Human memory is flawed. We must therefore remember this and beware how much we trust our memories. Not only do our brains fill in information when we recall, new experiences and events affect and change the memories we have of events without us knowing. How we feel, think, and what we believe at this moment affects our reconstruction of how we felt or thought and what we experienced in the past.
ii) In the present - Perception
When we look at anything in the world, our brains do not only get what we see. Rather they get a combination of what our eyes see and what we already think and feel, know, want, and believe. This combination is what we perceive as reality - which of course, is distorted. We are seeing an interpretation of the world though we do not realize it. A version of events filtered through our past."We don't see things as they are, we see them as we are" - Anaïs Nin .
iii) In the future - Imagination
Our brains give priority to what we experience (sensory perceptions) over what we imagine (mental imagery). Both kinds of experiences (sensory experiences and mental imagery) are produced in the same part of the brain, the visual cortex. So when thinking of the future or past, we tend unintentionally infuse our imagination with what we are currently feeling. Because of the reality-first policy of the brain, what we feel at the moment, influences our imagination of events in the future. So after we have just had lunch, our current feeling of being full makes it harder to imagine what we want for dinner. Another situation is when we ask a child what they want to be when they grow up. It is not uncommon to hear such answers as unlikely to come to fruition as "a princess" or "a tree-climber". When they grow up however, the answer typically changes - even for the answers that were otherwise realistic . They, just like us when thinking of what we want for the future, rather provide answers to what we want now.

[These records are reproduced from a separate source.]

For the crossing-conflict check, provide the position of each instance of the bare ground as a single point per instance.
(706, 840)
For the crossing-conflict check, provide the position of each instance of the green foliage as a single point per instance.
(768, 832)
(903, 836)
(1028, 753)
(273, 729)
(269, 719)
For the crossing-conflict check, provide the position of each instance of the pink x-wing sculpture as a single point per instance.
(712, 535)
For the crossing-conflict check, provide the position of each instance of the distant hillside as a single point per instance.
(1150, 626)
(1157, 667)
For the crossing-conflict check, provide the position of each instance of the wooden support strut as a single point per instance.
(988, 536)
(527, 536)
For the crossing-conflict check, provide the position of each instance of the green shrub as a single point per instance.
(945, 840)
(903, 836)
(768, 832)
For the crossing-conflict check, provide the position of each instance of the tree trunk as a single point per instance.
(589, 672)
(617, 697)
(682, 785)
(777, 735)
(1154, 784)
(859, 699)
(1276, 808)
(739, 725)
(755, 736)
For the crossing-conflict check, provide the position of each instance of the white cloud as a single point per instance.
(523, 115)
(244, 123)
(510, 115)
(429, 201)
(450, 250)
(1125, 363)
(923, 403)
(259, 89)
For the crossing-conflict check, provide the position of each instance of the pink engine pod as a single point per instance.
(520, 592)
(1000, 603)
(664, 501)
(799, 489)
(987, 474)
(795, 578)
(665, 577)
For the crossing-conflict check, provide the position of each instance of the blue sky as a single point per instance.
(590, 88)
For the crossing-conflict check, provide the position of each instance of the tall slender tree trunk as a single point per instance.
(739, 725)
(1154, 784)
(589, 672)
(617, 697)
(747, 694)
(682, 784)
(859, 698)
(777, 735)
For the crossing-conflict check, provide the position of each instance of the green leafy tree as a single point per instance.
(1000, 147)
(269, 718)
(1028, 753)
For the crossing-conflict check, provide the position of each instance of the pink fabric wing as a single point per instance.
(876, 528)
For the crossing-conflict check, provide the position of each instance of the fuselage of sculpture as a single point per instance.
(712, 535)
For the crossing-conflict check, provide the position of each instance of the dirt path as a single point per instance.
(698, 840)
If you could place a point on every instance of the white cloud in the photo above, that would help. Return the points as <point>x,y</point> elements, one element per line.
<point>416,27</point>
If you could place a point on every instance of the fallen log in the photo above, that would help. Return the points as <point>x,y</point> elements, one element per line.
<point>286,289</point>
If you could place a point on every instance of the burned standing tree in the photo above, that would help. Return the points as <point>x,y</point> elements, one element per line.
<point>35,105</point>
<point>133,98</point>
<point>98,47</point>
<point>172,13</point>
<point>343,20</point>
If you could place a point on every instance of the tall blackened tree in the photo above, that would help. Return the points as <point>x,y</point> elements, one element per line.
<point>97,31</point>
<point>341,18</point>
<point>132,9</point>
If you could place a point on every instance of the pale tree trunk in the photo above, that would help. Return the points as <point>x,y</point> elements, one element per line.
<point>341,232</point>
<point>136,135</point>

We are bad at predicting what our future selves will want. The book explains why despite everyone being unique and different, other people’s experiences of a particular situation are one of our best resources when evaluating how happy we will be in the given situation, hence understanding better what we might want then.
“The emotional experience that results from a flow of information that originates in the world is called feeling; the emotional experience that results from a flow of information that originates in memory is called pre-feeling; and mixing them up is one of the world's most popular sports.”
These and other mind-catching psychological phenomena are discussed such as:
- There is a threshold of pain or suffering which when crossed, our brains trigger a defensive mechanism that makes us try to see the positive side of the event that caused the pain. However, mild suffering or pain does not trigger this defense.
- We tend to regret inaction more than action, one of the reasons being that we can console ourselves with what we learnt from the experience when we take action, but we cannot do this with inaction.
- We make wrong estimations about our capacity to be happy while living with a disability or health condition. People who can see are willing to pay more not to go blind than people who are blind are willing to pay to regain their sight. A set of twins, conjoined at birth, vowed that they will not want to be separated to live what we might patronizingly assume a normal life. We think we will feel much worse than research on the happiness levels of people in these conditions have proven. We underestimate how happy we would be if bad things happened to us and overestimate how happy we will be when good things happen to us.
Stumbling on Happiness is a well-written piece that explains several misconceptions and weaknesses in memory, perception and imagination using state of the art scientific research in psychology, cognitive neuroscience, philosophy and behavioural economics. It brilliantly explains cognitive mistakes we make when trying to predict what future versions of ourselves will like. It shows us that with respect to our happiness, we fool ourselves in many ways that are detrimental to our happiness and tries to show us some ways to control a few of them.